The 1994 champion of the Whelen Modified Tour will be honored this
Saturday at Riverhead Raceway prior to the WMT’s Miller Lite 140.
Last year he was among a group of past Modified champions recognized
at Mohegan Sun as part of the series banquet. That followed 2006,
when he was inducted into the Suffolk Sports Hall of Fame.
He’s had several chances in the past few years to enjoy his
championship season—which was next to impossible when it was
actually taking place.
“My father had gotten sick over the winter of ’93, and in January
of ’94 he went in the hospital with esophagus cancer,” Anderson
remembers about his dad, longtime driver Axel Anderson. “He never
really came out of it. He was in the hospital through September of
’94 [when he passed away].”
Anderson, who had always competed as part of a family team, hooked
up with car owner Len Boehler, and the results were magical. Driving
the No. 3 “Ole Blue” machine, Anderson recorded 12 top-fives and 17
top-10s in 21 races, essentially securing a title with a victory in
the Tour’s second-to-last race at Stafford (Conn.) Motor Speedway.
But success aside, Anderson drove that year with a heavy heart and
a lot on his mind.
“My father was always by my side for all those years that I raced.
And he wasn’t this time, and we won a championship,” Anderson, who
has three career wins in the WMT, says. “Basically, I’d go to the
races and just come home and go to the hospital and come run my
business. So I never really got to enjoy the camaraderie and the
fans and the owner's family and stuff like that. You’d [normally]

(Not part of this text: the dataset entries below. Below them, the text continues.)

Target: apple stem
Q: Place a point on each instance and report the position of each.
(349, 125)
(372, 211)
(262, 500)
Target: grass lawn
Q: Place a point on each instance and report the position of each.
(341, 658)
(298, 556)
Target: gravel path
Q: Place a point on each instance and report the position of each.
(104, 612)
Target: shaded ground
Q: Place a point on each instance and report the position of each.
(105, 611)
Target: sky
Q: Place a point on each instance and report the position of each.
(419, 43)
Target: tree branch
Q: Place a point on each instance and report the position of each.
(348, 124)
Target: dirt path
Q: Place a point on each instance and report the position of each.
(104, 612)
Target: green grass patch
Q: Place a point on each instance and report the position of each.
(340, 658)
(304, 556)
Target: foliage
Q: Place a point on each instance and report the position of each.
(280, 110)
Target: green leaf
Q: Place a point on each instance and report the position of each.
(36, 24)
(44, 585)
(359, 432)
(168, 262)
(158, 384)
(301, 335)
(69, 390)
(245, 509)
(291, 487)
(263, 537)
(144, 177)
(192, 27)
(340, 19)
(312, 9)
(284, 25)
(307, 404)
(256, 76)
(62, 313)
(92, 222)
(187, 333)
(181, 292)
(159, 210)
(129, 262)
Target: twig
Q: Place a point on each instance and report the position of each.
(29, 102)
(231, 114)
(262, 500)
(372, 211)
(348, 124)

hang around after the races, and have a few beers, and relax. And
you’d get there early the next week. I would just show up, drive the
car and come back to Long Island as soon as I could so I could be
back at the hospital on Monday morning.”
These days, though, the positives take center stage. He appreciates
title sponsor Whelen, saying the company has done a wonderful job
honoring all the Modified champions from the division’s 60-year
history. Having a crew that stayed loyal—whether they were
celebrating a touring championship or returning to a simpler life
racing mostly at Riverhead following the ’95 WMT season—made it all
worthwhile as well.
“I’ve been very fortunate to have the same six or seven guys help
me the last 25 years I’ve been racing,” Anderson, 61, says. “And
there’s only a few crews that race like that and have those kind of
dedicated people that hang with them…If it wasn’t for those friends
that help me do that, I would have to look at some other things to
Anderson, who normally competes in the Riverhead WMT event, is just
watching this week after having issues with his car. But he knows
he’ll see a good show and wishes that more people would take
advantage of Riverhead Raceway’s entertainment. He’s seen other
local tracks wilt away over the years and wants Riverhead to be a
top pastime for the public.
“My business [Axel Anderson Inc., which does heavy-duty truck
repairs and towing], I have customers come in here all day long
saying, ‘You race cars. Where do they have races?’ Very few people
know that every Saturday night there’s races at Riverhead, and they
can bring the family and have a good night.”